As FLCN has been shown to be important for TFEB regulation, Alesi et al., next looked at a combined effect of FLCN and TSC2. They depleted TSC2 and FLCN either alone or in combination in vitro and as expected, saw a significant increase in TFEB nuclear localisation and activity when either TSC2 or FLCN were depleted alone. This effect was further enhanced when both TSC2 and FLCN were depleted. The ability of FLCN to regulate TFEB activity is mediated by the proteins RAGC and RAGD which activate mTORC1. The authors demonstrated an increase in the expression of RAGC and RAGD in TSC2 deficient cells, as well as in FLCN-deficient cells and cells lacking both TSC2 and FLCN. They suggested that this could represent an additional mechanism for sustained mTORC1 activity in TSC2 and/or FLCN-depleted cells. The authors stated that the combined loss of TSC2 and FLCN resulting in an even stronger nuclear localisation and thus activity of TFEB implies that there is a pathogenic link between TSC and BHD and that TFEB may represent a therapeutic target for both these rare conditions.

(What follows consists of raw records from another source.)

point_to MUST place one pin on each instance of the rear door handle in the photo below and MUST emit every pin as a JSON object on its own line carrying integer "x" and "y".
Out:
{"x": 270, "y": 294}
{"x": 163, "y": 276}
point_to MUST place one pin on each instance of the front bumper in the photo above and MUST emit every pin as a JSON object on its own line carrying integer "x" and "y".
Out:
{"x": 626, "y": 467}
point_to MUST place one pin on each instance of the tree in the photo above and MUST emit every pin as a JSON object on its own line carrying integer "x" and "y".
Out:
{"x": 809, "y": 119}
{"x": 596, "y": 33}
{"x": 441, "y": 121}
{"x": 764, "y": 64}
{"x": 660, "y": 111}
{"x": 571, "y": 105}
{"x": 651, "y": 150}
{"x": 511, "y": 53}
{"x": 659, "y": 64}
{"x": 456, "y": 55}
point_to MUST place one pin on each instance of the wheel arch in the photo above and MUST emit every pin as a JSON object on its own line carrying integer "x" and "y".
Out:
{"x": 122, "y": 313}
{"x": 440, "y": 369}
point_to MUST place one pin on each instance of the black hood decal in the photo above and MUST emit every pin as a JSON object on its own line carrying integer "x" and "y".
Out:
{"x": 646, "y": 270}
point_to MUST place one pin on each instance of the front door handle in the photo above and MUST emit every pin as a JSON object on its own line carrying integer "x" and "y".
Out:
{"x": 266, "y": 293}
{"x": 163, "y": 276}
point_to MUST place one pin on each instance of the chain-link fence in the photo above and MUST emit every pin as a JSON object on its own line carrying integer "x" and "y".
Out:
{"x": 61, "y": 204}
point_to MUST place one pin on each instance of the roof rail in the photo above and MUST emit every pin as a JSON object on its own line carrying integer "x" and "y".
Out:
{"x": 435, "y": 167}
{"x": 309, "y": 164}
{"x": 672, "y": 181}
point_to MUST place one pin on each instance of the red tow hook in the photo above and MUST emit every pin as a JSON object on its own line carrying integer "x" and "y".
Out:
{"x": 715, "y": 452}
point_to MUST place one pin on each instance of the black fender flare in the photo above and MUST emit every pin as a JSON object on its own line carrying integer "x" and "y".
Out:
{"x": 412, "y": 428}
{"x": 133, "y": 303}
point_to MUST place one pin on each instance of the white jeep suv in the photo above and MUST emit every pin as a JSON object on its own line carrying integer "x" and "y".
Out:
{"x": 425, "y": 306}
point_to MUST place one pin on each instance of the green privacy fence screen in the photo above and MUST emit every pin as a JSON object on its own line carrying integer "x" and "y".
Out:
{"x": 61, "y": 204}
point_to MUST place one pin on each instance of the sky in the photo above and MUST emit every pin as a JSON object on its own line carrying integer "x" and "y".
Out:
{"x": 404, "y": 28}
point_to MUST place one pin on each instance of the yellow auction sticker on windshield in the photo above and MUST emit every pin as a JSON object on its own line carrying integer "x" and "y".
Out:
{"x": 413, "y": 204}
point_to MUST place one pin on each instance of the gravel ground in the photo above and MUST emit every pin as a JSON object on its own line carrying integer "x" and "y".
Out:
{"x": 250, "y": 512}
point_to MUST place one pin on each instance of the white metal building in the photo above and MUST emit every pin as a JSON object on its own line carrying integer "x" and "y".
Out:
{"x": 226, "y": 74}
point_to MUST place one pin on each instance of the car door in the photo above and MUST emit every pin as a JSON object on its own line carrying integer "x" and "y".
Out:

At the BHD Foundation and Myrovlytis Trust we found this paper exciting. The rarity and complexity of conditions such as BHD and TSC present many research challenges. Identification of common pathways that may be targeted therapeutically against multiple conditions is an extremely attractive approach. Further research needs to be performed to investigate if TFEB can be a therapeutic target for alleviating kidney disease in both TSC and BHD.


1.        Alesi N, Akl EW, Khabibullin D, Liu HJ, Nidhiry AS, Garner ER, et al. TSC2 regulates lysosome biogenesis via a non-canonical RAGC and TFEB-dependent mechanism. Nat Commun. 2021;12(1).